Skip to main content

Module weight

Module weight 

Source
Expand description

Weight loading from safetensors files into Metal GPU buffers.

This module provides utilities for loading quantized model weights from the safetensors file format into Metal StorageModeShared buffers for GPU inference.

§Architecture

The loading pipeline is:

  1. Memory-map the safetensors file(s) via memmap2 (no full read into RAM).
  2. Parse the header to discover tensor names, shapes, dtypes, and byte offsets.
  3. For each tensor, create a Metal StorageModeShared buffer and copy the raw bytes from the mmap region into it.
  4. Attach quantization metadata (bits, group_size) from the quantization_config.json file.

§Zero-Copy Consideration

On Apple Silicon, Metal shared-mode buffers reside in unified memory. We could create a Metal buffer that wraps the mmap pointer directly, but this is unsafe because the mmap lifetime is tied to the file mapping.
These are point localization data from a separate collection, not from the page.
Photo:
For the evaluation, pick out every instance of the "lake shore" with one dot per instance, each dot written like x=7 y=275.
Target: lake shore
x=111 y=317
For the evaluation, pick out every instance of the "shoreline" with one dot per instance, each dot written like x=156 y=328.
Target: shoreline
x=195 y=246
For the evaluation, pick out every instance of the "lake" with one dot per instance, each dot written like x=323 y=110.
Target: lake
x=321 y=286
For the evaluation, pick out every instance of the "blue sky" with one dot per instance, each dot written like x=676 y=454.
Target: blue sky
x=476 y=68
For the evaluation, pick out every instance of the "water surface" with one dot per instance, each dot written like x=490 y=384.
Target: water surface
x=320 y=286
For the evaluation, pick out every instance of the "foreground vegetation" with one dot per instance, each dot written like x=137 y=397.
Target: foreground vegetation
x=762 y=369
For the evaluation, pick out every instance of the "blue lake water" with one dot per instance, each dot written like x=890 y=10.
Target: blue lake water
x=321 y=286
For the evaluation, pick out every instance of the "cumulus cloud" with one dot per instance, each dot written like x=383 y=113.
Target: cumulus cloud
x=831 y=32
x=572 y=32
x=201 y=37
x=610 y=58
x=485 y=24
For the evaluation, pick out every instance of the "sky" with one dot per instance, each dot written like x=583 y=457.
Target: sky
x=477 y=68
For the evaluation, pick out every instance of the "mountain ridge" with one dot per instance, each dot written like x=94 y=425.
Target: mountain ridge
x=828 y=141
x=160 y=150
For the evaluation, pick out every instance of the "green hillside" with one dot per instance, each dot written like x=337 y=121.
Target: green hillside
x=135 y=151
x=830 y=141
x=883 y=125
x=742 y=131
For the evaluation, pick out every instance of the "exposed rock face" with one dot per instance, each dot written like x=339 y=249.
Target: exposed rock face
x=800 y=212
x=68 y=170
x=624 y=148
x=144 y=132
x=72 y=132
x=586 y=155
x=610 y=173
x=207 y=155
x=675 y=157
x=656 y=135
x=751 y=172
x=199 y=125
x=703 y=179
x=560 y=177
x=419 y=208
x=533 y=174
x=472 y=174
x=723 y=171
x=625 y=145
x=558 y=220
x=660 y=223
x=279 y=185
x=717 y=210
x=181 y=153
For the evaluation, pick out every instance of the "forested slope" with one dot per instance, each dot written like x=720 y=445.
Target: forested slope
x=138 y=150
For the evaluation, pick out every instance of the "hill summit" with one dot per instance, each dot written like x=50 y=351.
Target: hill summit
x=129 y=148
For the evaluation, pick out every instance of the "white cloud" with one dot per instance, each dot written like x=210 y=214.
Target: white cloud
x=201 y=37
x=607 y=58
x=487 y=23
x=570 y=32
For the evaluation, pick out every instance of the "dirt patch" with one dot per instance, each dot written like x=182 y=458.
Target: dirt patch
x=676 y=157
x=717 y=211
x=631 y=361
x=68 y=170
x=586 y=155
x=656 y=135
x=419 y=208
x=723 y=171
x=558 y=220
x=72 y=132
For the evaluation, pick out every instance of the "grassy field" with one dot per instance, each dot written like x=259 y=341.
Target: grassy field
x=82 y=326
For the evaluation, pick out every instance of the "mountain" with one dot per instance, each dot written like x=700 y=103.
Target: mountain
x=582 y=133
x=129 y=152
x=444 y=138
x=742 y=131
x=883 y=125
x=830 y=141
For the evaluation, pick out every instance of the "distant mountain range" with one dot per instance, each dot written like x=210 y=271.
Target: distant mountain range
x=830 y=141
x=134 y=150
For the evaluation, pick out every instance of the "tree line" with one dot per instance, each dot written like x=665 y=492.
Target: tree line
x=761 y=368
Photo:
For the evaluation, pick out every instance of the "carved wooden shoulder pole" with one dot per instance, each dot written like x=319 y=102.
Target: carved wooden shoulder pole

Instead we copy the tensor bytes into a fresh Metal buffer, which is a single memcpy on unified memory and guarantees the buffer outlives the file mapping.

Structs§

QuantizationConfig
Per-tensor quantization configuration from quantization_config.json.
QuantizedWeight
A quantized weight tensor loaded into Metal GPU buffers.
SafetensorsFile
A memory-mapped safetensors file ready for tensor extraction.
TensorQuantConfig
Quantization parameters for an individual tensor.

Functions§

load_quantized_weights
Load quantized weights from a directory containing safetensors file(s) and a quantization_config.json.
safetensors_to_metal_buffer
Copy raw bytes from a safetensors tensor view into a new Metal StorageModeShared buffer.